Craig Miller

Personal information
- Full name: Craig Aston Miller
- Born: 24 April 1971 (age 55) Wanstead, Essex, England
- Batting: Right-handed
- Bowling: Right-arm fast-medium

Domestic team information
- 1992–1996: Suffolk

Career statistics
| Competition | List A |
| Matches | 3 |
| Runs scored | 13 |
| Batting average | 6.50 |
| 100s/50s | –/– |
| Top score | 7 |
| Balls bowled | 216 |
| Wickets | 6 |
| Bowling average | 33.16 |
| 5 wickets in innings | – |
| 10 wickets in match | – |
| Best bowling | 2/61 |
| Catches/stumpings | 1/– |
- Source: Cricinfo, 5 July 2011

= Craig Miller (cricketer) =

English cricketer

Craig Aston Miller (born 24 April 1971) is a former English cricketer. Miller was a right-handed batsman who bowled right-arm fast-medium. He was born in Wanstead, Essex.

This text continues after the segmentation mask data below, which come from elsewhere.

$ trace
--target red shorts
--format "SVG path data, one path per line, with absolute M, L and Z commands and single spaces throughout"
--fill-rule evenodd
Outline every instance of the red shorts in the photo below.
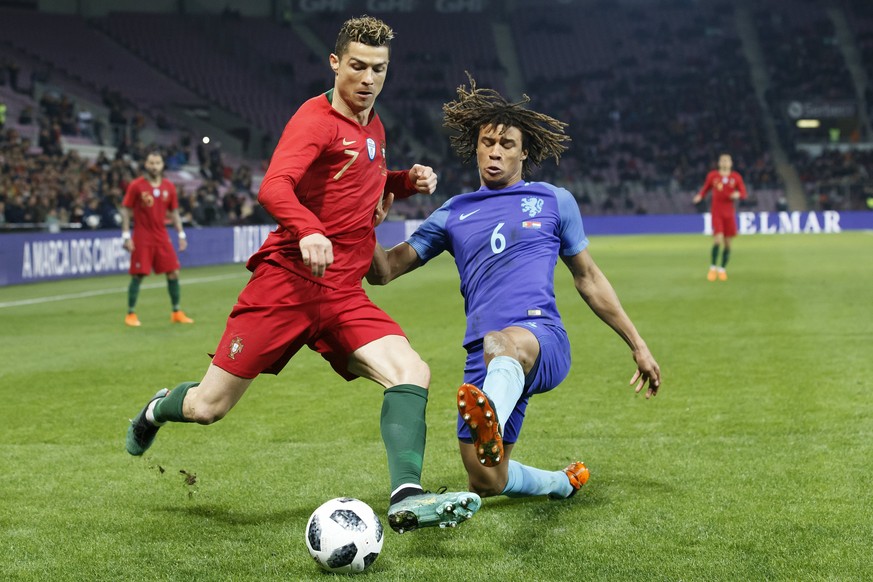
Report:
M 346 380 L 349 355 L 403 330 L 363 287 L 329 289 L 265 262 L 240 293 L 212 363 L 241 378 L 278 374 L 304 345 Z
M 165 242 L 150 241 L 150 244 L 141 244 L 133 241 L 133 252 L 130 254 L 130 274 L 149 275 L 152 270 L 155 273 L 170 273 L 180 268 L 179 257 L 170 239 Z
M 712 233 L 724 236 L 737 236 L 737 217 L 730 214 L 712 213 Z

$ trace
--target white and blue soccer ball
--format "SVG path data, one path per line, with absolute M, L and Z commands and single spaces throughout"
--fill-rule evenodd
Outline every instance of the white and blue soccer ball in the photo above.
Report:
M 379 557 L 382 542 L 379 516 L 351 497 L 324 502 L 306 524 L 306 548 L 329 572 L 363 572 Z

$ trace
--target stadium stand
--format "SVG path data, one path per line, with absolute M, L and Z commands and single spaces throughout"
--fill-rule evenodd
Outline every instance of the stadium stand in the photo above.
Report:
M 749 208 L 786 207 L 784 170 L 773 161 L 779 149 L 812 208 L 862 208 L 873 191 L 864 119 L 848 120 L 839 133 L 823 124 L 816 133 L 800 131 L 787 114 L 790 103 L 803 101 L 849 104 L 873 116 L 873 85 L 865 82 L 873 79 L 869 2 L 761 0 L 752 31 L 741 30 L 734 3 L 718 0 L 514 5 L 497 18 L 385 15 L 398 33 L 379 106 L 389 162 L 422 161 L 440 175 L 436 196 L 402 201 L 396 215 L 424 217 L 447 196 L 478 187 L 440 127 L 441 105 L 467 83 L 465 71 L 513 98 L 526 93 L 534 108 L 569 123 L 571 149 L 532 179 L 565 186 L 586 214 L 699 211 L 690 198 L 721 151 L 733 154 L 750 186 Z M 283 22 L 225 10 L 86 18 L 0 8 L 3 229 L 116 227 L 113 205 L 152 148 L 165 153 L 186 220 L 269 221 L 255 202 L 266 164 L 252 157 L 258 148 L 201 143 L 202 131 L 171 108 L 228 112 L 262 136 L 268 156 L 299 103 L 330 86 L 328 43 L 347 16 Z M 754 55 L 743 42 L 749 32 L 761 47 L 763 79 L 753 75 Z M 851 74 L 846 43 L 857 49 L 861 77 Z M 85 220 L 94 214 L 99 221 Z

Miller made his debut for Suffolk in the 1992 Minor Counties Championship against Cumberland. Miller played Minor counties cricket for Suffolk from 1992 to 1996, which included 34 Minor Counties Championship appearances and 6 MCCA Knockout Trophy matches. He made his List A debut against Essex in the 1993 NatWest Trophy. He made 2 further List A appearances, against Gloucestershire in the 1995 NatWest Trophy and Somerset in the 1996 NatWest Trophy. In his 3 List A matches, he scored 13 runs at an average of 6.50, with a high score of 7. With the ball, he took 6 wickets at a bowling average of 33.16, with best figures of 2/61.